The best documented case study in inculcation on a population-wide scale remains that undertaken by the Nazi State (1933-1945) in Germany and many memoirs of era record the way Adolf Hitler (1889-1945; Führer (leader) and German head of government 1933-1945 & head of state 1934-1945) would acknowledge what he’d learned of this from the Roman Catholic Church, even at times admitting it was inevitable the two-thousand year old institution (and their many schools) would still be flourishing in Germany long after he had departed the Earth.  He also understood how critical it was the process began young because it was in school he had been inculcated with the framework on which later he would build his awful intellectual structures.  Social Historian Richard Grunberger (1924-2005) in A Social History of the Third Reich (1971) reported that although Hitler had scant regard for most of his school teachers, he had high regard for his history master, Leopold Pötsch (or Poetsch) (1853–1942), a rabid German Nationalist (like many who lived in Upper Austria).  From Dr Poetsch the future Führer imbibed the heady cocktail of a romanticized tale of Germany from Charlemagne (748–814; (retrospectively) the first Holy Roman Emperor 800-814) to Otto von Bismarck (1815-1989; Chancellor of the German Empire 1871-1890).

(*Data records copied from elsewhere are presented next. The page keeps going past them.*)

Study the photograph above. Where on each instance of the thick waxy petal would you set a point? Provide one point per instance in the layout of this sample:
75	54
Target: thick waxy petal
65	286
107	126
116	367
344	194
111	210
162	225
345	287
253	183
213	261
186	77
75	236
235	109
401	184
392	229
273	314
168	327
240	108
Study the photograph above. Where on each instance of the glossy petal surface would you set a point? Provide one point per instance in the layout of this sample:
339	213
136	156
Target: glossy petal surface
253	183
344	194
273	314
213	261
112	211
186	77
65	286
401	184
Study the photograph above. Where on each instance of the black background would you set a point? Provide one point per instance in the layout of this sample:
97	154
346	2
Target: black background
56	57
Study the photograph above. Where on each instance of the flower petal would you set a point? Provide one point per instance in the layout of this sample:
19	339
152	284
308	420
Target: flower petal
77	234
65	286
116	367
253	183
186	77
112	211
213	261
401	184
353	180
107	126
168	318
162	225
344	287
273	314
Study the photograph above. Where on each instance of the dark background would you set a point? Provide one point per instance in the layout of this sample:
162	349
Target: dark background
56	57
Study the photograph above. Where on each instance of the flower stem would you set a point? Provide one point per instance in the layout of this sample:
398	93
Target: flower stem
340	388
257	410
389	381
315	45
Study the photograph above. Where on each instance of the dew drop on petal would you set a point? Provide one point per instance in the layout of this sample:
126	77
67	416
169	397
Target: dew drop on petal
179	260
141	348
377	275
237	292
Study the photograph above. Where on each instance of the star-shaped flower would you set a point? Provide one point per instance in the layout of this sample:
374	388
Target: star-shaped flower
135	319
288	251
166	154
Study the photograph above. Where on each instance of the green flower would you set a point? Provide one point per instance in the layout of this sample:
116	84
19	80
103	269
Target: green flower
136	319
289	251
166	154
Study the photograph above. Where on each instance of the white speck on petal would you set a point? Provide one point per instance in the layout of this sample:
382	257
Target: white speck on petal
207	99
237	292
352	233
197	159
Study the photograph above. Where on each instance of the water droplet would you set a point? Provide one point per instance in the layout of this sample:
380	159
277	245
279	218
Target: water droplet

In Mein Kampf (My Struggle, 1925), Hitler would write that his favorite teacher: “...used our budding nationalistic fanaticism as a means of educating us, frequently appealing to our sense of national honor. By this alone he was able to discipline us little ruffians more easily than would have been possible by any other means. This teacher made history my favorite subject. And indeed, though he had no such intention, it was then that I became a little revolutionary. For who could have studied German history under such a teacher without becoming an enemy of the state which, through its ruling house, exerted so disastrous an influence on the destinies of the nation? And who could retain his loyalty to a dynasty which in past and present betrayed the needs of the German people again and again for shameless private advantage?”  Upon assuming power in 1933, Hitler almost immediately deployed the education system for the purpose of inculcating the youth with Nazi ideology, the institution ideal for the purpose because it was hierarchical and didactic.  Education in “racial awareness” (the core Nazi tenant) was based on the notion of “racial duty to the national community”, that there were “worthy & unworthy" races” and while it’s misleading to suggest there’s a lineal (and certainly not a planned) path to the Holocaust, the connection must be noted.  If the entire Nazi project of inculcation can be reduced to just two themes, it’s (1) the sense of race struggle and (2) the readiness for the coming war.